Romney Copies Obama's Super PAC Strategy
Candidate will let top aides appear at fundraisers
By Matt Cantor,  Newser User
Posted Feb 10, 2012 6:48 AM CST
Republican presidential candidate former Massachusetts Gov. Mitt Romney speaks at a campaign rally in Atlanta, Wednesday, Feb. 8, 2012.   (AP Photo/Gerald Herbert)

(Newser) – After President Obama announced this week that he'd allow top aides to speak at super PAC events, Mitt Romney is following suit. "President Obama's decision opens a new chapter in this campaign, and we will not play by different rules," said Romney's campaign manager in an email to staff viewed by the Wall Street Journal. The email says that new campaign finance terms allow staffers to assist Restore Our Future, a super PAC working on the candidate's behalf.

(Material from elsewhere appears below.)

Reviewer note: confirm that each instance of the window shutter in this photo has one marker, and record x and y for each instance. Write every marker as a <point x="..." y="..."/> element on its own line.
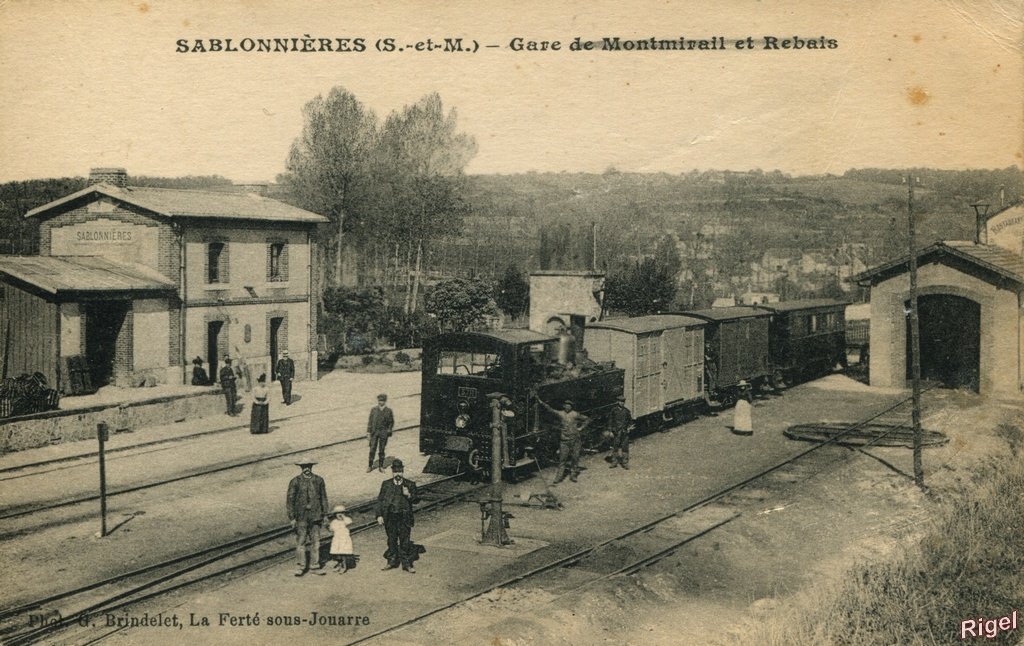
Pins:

In light of these recent moves, the Journal takes a look at some of the more creative methods campaigns have been using to circumnavigate rules preventing super PACs from coordinating directly with candidates. For example, candidates and their aides can seek donations of up to $2,500 dollars at super PAC events—and as soon as they've left the event, super PAC officials can issue calls for much more cash, according to election lawyers. "As long as the candidate is not doing the 'ask' himself, then all bets are off," says an expert.